De la sinistre morosité d’une vie sans envergure marquée par l’obscurité des années franquistes à l’excentricité de personnages rencontrés, tel ce peintre fictif, gourou au puissant magnétisme ayant construit une société utopique sur une île isolée du monde, Atanasia cherche sa place dans le monde. Où va-t-elle apparaître au milieu de ses multiples disparitions? C’est ce que le lecteur apprendra à la toute fin de l’histoire, lorsqu’un secret lui sera révélé.

D’une mordante ironie, à la fois fragile, anxieuse, drôle et directe, l’héroïne fait la force et la beauté du roman, teintant des mille couleurs de ses états d’âme les pages d’une fresque toute personnelle.

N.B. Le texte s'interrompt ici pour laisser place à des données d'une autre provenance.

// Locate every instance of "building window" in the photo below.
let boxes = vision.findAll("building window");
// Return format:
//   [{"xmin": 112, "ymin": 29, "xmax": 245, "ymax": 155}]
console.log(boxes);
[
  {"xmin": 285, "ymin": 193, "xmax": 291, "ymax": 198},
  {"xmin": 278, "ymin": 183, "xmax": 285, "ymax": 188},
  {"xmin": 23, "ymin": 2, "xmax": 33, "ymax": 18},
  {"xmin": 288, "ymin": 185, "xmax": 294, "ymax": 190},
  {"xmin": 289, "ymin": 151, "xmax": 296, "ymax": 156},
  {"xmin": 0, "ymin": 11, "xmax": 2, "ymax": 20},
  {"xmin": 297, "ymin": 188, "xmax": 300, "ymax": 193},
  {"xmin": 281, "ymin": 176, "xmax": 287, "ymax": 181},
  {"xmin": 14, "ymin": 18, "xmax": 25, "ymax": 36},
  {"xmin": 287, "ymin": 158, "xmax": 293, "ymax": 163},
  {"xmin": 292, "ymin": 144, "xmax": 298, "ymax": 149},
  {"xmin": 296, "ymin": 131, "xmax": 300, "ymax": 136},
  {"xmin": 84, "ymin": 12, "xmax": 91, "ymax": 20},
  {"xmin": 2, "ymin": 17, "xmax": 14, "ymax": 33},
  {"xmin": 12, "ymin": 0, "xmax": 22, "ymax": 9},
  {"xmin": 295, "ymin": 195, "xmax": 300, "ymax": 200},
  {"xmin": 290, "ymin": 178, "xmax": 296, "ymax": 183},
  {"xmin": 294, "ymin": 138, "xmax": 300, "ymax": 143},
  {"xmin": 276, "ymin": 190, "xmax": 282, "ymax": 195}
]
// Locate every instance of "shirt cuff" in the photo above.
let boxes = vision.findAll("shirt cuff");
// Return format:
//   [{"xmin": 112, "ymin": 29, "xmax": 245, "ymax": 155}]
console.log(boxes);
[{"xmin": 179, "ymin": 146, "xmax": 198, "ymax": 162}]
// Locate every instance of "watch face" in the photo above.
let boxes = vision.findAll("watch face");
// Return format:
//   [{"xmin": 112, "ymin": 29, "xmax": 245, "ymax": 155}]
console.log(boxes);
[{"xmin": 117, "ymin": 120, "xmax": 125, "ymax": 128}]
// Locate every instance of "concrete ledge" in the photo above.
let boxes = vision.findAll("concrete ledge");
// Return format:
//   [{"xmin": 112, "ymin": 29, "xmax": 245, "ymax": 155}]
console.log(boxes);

Passant d’un commentaire souvent très cru, voire superficiel, Atanasia s’avère pourtant d’une profonde philosophie sous ses airs légers, révélant l’insoutenable vérité sous de frivoles clichés. « J’étais féministe parce que toute mon enfance j’avais vu ma mère nettoyer ses stores en fumant des cigarettes et en aspergeant le salon de pschitt pschitt aux agrumes », lance-t-elle. Puis, énumérant les multiples raisons pour lesquelles elle n’a jamais voulu être comme sa mère, elle déclare : « Atanasia ne voulait pas être l’une de ces femmes qui passent leur temps à regretter ce qu’elles sont pourtant sûres de ne plus vouloir. » Elle dira aussi que « les mères mettent trop en garde leurs filles », et qu’« à trop leur répéter qu’elles sont vulnérables les filles finissent par le croire et se comportent comme telles », se questionnant sur « la façon dont on impute aux autres la faillite de nos vies ».

S’adressant parfois à la première personne du singulier, parfois à la troisième, comme si l’histoire d’Atanasia ne la concernait pas directement, la narratrice induit une distance salutaire à son récit autobiographique, suggérant qu’un personnage prend parfois la place du soi ou qu’il est possible de se détacher de soi-même pour mieux s’observer. Très efficace, ce jeu narratif donne du relief à ce roman de formation qui prend tantôt la forme d’une quête des origines, tantôt celle d’une étude sur l’obsession, se promenant entre réalisme, satire sociale et légende, mélangeant les genres en un joli pied de nez aux conventions. Ovaldé construit finement, par fragments, une fresque originale sur le poids de l’héritage et la dure lutte menée pour conquérir son ciel loin d’une filiation maudite.

D’une forme joyeusement libre, d’un imaginaire foisonnant et d’une belle inventivité, Soyez imprudents les enfants invite à changer son sort et à oser inventer sa vie avec, en toile de fond, une critique féministe qui dit le combat difficile mené par les femmes de l’époque franquiste, et de bien d’autres encore. Du haut de sa jeunesse, Atanasia Bartolome repasse toute l’histoire d’un clan, mais aussi d’un pays aux prises avec une dictature jusque dans les années 80. Une adolescente face à l’Histoire qui lutte contre toutes les formes de disparition physique ou intellectuelle. Un point de vue original sur la condition humaine et un excellent roman qui n’a pas fini de nous hanter.